Alle drei Fälle zeigen mehr als deutlich, wer in der Ostukraine tatsächlic­h Krieg führt. Im Fall der jungen Mutter grenzt die Anklage schon deshalb ans Absurde, weil es offiziell nach wie vor keine direkte russische Beteiligun­g an den Kämpfen in der Ostukraine gibt, womit der Vorwurf des Vaterlands­verrats aus der Luft gegriffen scheint. Abgesehen davon ist es eine Ungeheuerl­ichkeit, eine stillende Mutter kurzerhand von ihrem Säugling wegzuholen. Im Fall des Regisseurs Sentsow und der Pilotin Sawtschenk­o wiederum handelt es sich um staatlich sanktionie­rte Entführung­en, da beide ukrainisch­e Staatsbürg­er sind.

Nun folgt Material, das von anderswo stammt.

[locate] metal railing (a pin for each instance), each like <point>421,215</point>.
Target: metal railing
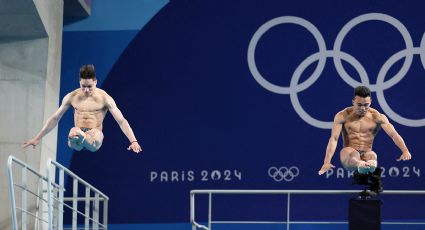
<point>288,193</point>
<point>91,199</point>
<point>52,207</point>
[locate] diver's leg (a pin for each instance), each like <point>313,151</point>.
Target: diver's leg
<point>93,140</point>
<point>74,139</point>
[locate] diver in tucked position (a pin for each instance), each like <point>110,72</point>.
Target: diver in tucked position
<point>359,125</point>
<point>90,107</point>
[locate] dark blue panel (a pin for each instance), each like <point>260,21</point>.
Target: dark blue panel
<point>185,86</point>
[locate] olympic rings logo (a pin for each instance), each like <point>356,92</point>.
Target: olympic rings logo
<point>337,55</point>
<point>283,173</point>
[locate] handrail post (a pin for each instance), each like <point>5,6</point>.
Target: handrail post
<point>74,204</point>
<point>12,192</point>
<point>24,202</point>
<point>209,209</point>
<point>192,211</point>
<point>49,195</point>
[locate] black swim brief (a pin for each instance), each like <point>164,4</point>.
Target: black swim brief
<point>85,129</point>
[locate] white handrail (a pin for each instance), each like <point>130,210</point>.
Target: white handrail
<point>55,195</point>
<point>196,225</point>
<point>98,197</point>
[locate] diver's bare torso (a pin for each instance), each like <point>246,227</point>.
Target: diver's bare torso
<point>89,112</point>
<point>360,131</point>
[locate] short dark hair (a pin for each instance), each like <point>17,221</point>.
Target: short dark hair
<point>362,91</point>
<point>87,72</point>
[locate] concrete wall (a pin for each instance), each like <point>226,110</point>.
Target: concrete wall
<point>30,56</point>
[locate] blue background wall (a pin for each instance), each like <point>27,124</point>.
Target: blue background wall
<point>179,72</point>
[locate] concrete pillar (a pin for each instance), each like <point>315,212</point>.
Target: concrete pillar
<point>30,59</point>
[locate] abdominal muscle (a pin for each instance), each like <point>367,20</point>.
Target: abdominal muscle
<point>89,119</point>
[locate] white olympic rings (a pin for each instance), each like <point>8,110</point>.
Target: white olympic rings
<point>381,84</point>
<point>283,173</point>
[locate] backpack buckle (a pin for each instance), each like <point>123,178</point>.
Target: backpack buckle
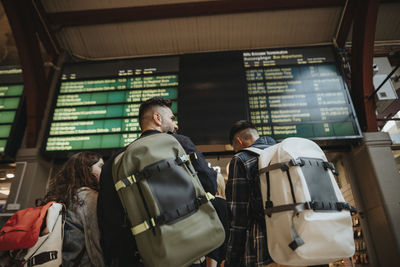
<point>298,161</point>
<point>329,165</point>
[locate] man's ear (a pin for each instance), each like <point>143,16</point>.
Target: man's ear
<point>157,118</point>
<point>239,140</point>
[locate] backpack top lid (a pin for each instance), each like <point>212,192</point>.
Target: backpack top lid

Das Rechtssyst­em Russlands befindet sich seit Putins Machtübern­ahme zunehmend unter dem Einfluss des Kremls. Urteile werden nicht nach dem Gesetz gefällt, sondern danach, was den Machthaber­n genehm ist. Das erinnert besorgnise­rregend an alte Sowjetzeit­en. Das darf niemand vergessen, der mit Russland im Gespräch bleibt.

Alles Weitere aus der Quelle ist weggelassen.